Cut a slice off the stem end of each pepper. Reserve the slice, leaving the stem on; carefully remove the core and seeds from inside the pepper. Spoon the stuffing into the peppers and cover with the reserved pepper slices. Stand the peppers in a baking dish in which they just fit. Add 1 1/2 cups hot water to the dish. Sprinkle the peppers with the remaining 2 tablespoons of oil. Cover and bake until the peppers are tender, 1 hour. Serve hot or at room temperature.

6 or 7 servings. Each of 7 serving: 148 calories; 175 mg sodium; 0 cholesterol; 8 grams fat; 1 gram saturated fat; 18 grams carbohydrates; 3 grams protein; 3.37 grams fiber.



Butternut Squash With Sweet Spices

Active Work Time: 10 minutes * Total Preparation Time: 50 minutes

If you want a sweeter stew, stir in more sugar to taste or add 1/3 cup raisins and simmer the stew for 5 more minutes to soften them. You can also use sweet dumpling, kabocha or Mexican calabaza squash. With acorn or banana squash, which are less sweet, you may want to add a little more sugar. This can be prepared two or three days ahead; it reheats well.

2 pounds butternut or other hard-shelled squash

1/2 pound tomatoes, peeled, (about 2), or 1 (14-ounce) can tomatoes

2 tablespoons oil

1 large onion, chopped

2 large cloves garlic, chopped (optional)

2/3 cup water


1/4 to 1/2 teaspoon freshly ground pepper

1/2 teaspoon ground cinnamon, or more to taste

1/2 teaspoon ground ginger, or more to taste

1 tablespoon sugar, or more to taste

Dash freshly grated nutmeg or ground cloves (optional)

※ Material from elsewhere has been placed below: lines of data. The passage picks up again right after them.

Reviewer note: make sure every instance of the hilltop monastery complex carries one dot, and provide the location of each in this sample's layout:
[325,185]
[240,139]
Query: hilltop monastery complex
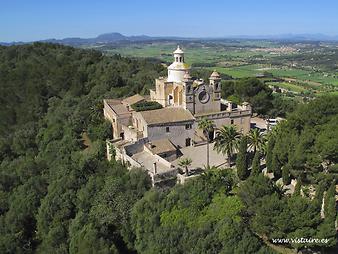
[157,139]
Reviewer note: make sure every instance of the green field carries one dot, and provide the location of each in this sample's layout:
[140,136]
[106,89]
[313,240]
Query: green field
[289,86]
[237,59]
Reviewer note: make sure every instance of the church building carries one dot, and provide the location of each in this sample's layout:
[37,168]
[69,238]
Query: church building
[154,139]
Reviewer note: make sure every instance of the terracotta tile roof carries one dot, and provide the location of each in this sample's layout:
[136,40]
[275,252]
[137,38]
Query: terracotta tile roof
[161,146]
[133,99]
[166,115]
[120,109]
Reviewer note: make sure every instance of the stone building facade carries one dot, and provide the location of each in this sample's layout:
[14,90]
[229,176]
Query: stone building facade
[185,101]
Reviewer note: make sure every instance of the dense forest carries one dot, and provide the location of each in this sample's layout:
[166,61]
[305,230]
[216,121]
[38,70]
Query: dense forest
[58,194]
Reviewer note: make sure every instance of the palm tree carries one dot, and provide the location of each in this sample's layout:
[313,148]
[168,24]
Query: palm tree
[256,140]
[226,141]
[206,126]
[185,162]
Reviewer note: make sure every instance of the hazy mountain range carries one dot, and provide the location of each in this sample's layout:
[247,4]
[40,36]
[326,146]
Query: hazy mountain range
[120,38]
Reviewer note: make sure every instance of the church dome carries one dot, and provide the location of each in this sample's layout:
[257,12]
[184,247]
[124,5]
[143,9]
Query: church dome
[187,76]
[214,75]
[178,50]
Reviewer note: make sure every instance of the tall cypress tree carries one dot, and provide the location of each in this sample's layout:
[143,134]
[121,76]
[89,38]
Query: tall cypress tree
[298,187]
[256,164]
[276,167]
[286,174]
[269,153]
[242,159]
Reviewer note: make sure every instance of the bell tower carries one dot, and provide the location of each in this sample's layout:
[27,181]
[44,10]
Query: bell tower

Peel or cut off the squash skin, remove the seeds and strings, and cut the meat in 1-inch pieces. If using fresh tomatoes, halve and seed them, reserving the juice. Drain canned tomatoes, reserving the juice. Chop the tomatoes.

Heat the oil in a large, deep, heavy saucepan or stew pan. Add the onion and cook over medium heat until golden, 7 minutes. Add the garlic and tomatoes and cook uncovered for 5 minutes. Add the squash, water, salt to taste, 1/4 teaspoon pepper, cinnamon, ginger and sugar. Stir and bring to a boil. Cover and cook over low heat, occasionally stirring gently, until the squash is tender, about 30 minutes.

If the sauce is too sweet, add 1 to 2 tablespoons of the reserved tomato juice. Taste and add nutmeg and more salt, pepper, cinnamon, ginger or sugar if you like. If the sauce is too thin, uncover and cook over medium heat until it thickens, 2 or 3 minutes. Serve hot.

4 to 6 servings. Each of 6 servings: 128 calories; 514 mg sodium; 0 cholesterol; 5 grams fat; 0 saturated fat; 22 grams carbohydrates; 2 grams protein; 1.14 grams fiber.


Leek Compote With Sweet Corn

Active Work Time: 10 minutes * Total Preparation Time: 40 minutes

I add corn kernels to this French specialty to accentuate the leeks’ sweetness and contribute color and texture. I also use a little broth to reduce the amount of fat needed to cook the leeks. Serve the compote alongside an entree or spoon it onto toasted slices or rounds of challah as an appetizer.


2 pounds leeks

2 to 3 tablespoons olive oil or vegetable oil


Freshly ground pepper

1 1/2 to 2 cups corn kernels, fresh or frozen

1 1/2 teaspoons fresh thyme or 1/2 teaspoon dried

1/3 to 1/2 cup chicken or vegetable broth

Use the white, light and medium green parts of the leeks. Cut off the dark green tops (you can keep them in the refrigerator or freezer for flavoring soups and stocks).

Rinse the leeks briefly to remove surface dirt. Halve them lengthwise and rinse under cold water to remove any sand. Cut the leeks in thin slices. Put in a bowl of cold water and separate the pieces. Let them stand about 5 minutes, then lift them out of the water and drain in a colander. If the water is sandy, soak and drain them again.

Heat the oil in a heavy stew pan or deep saucepan. Add the leeks and salt and pepper to taste. Cover and cook over low heat, stirring occasionally, 5 minutes. Add the corn, thyme and 1/3 cup broth and bring to a simmer. Cover and cook, stirring from time to time, until the vegetables are tender, 15 minutes, adding more broth if the mixture becomes dry. If the leeks are soupy, uncover and cook, stirring often, to evaporate the excess liquid. Taste and adjust seasoning. Serve hot.

4 to 6 servings. Each of 6 servings: 114 calories; 153 mg sodium; 0 cholesterol; 5 grams fat; 1 gram saturated fat; 17 grams carbohydrates; 2 grams protein; 2.18 grams fiber.